Susan Cain, autora do livro Quiet: The Power of Introverts in a World That Can’t Stop Talking, defende ao extremo a riqueza criativa que surge da solidão e pede, pelo bem de todos, que se pratique a introspeção. “Sempre me disseram que eu deveria ser mais aberta, embora eu sentisse que ser introvertida não era algo negativo. Durante anos fui a bares lotados e repeti o mesmo de muitos introvertidos que tentam camuflar essa caraterística com medo das críticas, mas depressa percebi que, essa fuga de nós próprios representa uma perda de criatividade e de liderança que a nossa sociedade não pode permitir.”
 
Existe uma ideia errada de que, a produtividade e a criatividade resultam das relações com os outros, mas há limites para essa analise, já que, depois de receber essa informação, é fundamental estar só para a trabalhar e lhe dar sentido criativo, realça a mesma especialista.
 
“A solidão é importante. Para algumas pessoas, inclusive, é o ar que respiram.”
 
Cain lembra que quando estão rodeadas de gente, as pessoas se limitam a seguir as crenças dos outros, para não romper a dinâmica do grupo. A solidão, por sua vez, significa reservar-se ao pensamento próprio e original.
 
“Só quando estou sozinha me sinto totalmente livre.

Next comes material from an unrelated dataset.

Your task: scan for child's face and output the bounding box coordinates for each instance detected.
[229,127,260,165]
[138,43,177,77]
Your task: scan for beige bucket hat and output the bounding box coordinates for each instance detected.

Reencontro-me comigo mesma e isso é agradável e reparador.É certo que, por inércia, quanto menos só se está, mais difícil é conseguir estar, no entanto, os espaços de solidão representam a única possibilidade de estar em contacto novamente consigo. É um movimento de contração necessário para recuperar o equilíbrio”, diz Mireia Darder, autora do livro Nascidas para o Prazer.
 
Para Byung-Chul Han, filósofo e autor de A Sociedade do Cansaço, “ é imperioso recuperar a nossa capacidade contemplativa para compensar a hiperatividade destrutiva.”
 
Segundo o mesmo autor, “só quando se tolera o tédio e o vácuo seremos capazes de desenvolver algo novo e de nos desintoxicarmos de um mundo cheio de estímulos e de sobrecarga informativa.”
 
Byung-Chul Han recorda as palavras de Catão:“Esquecemo-nos de que ninguém está mais ativo do que quando não faz nada, nunca está menos sozinho do que quando está consigo mesmo”.
 
Para finalizar, vale a pena perceber que é preciso ter coragem para estar sozinho num mundo exigente e sem tempo para esse sossego, por isso, anote estas dicas para desfrutar da sua própria companhia:
 
1. Estar só significa desfrutar de si mesmo. Não é verdade que só estamos bem quando estamos acompanhados.
 
2. Uma oportunidade para nos conhecermos melhor e descobrir o nosso rico mundo interior, é estarmos sozinhos.
 
3. É preciso aproveitar a solidão para ler, pintar ou praticar desporto. Faz bem estar consigo mesmo e dar oportunidade ao seu organismo de se revelar.
 
4. Escrever um diário. Ajuda a expressar sentimentos e a contemplar-se com mais conhecimento e carinho.
 
5. Como indica o psicólogo Javier Urra, com a solidão recuperamos “o gosto pelo silêncio e pelo domínio do tempo”.
 
Comece hoje a dizer “não” a muitos momentos em sociedade e desfrute do prazer de estar consigo, de estar em família e de fazer novas conquistas.
 
Reserve para si, para a sua família uma parte do seu tempo e perceba que, afinal a vida é muito mais do que essa ligação desenfriada ao mundo.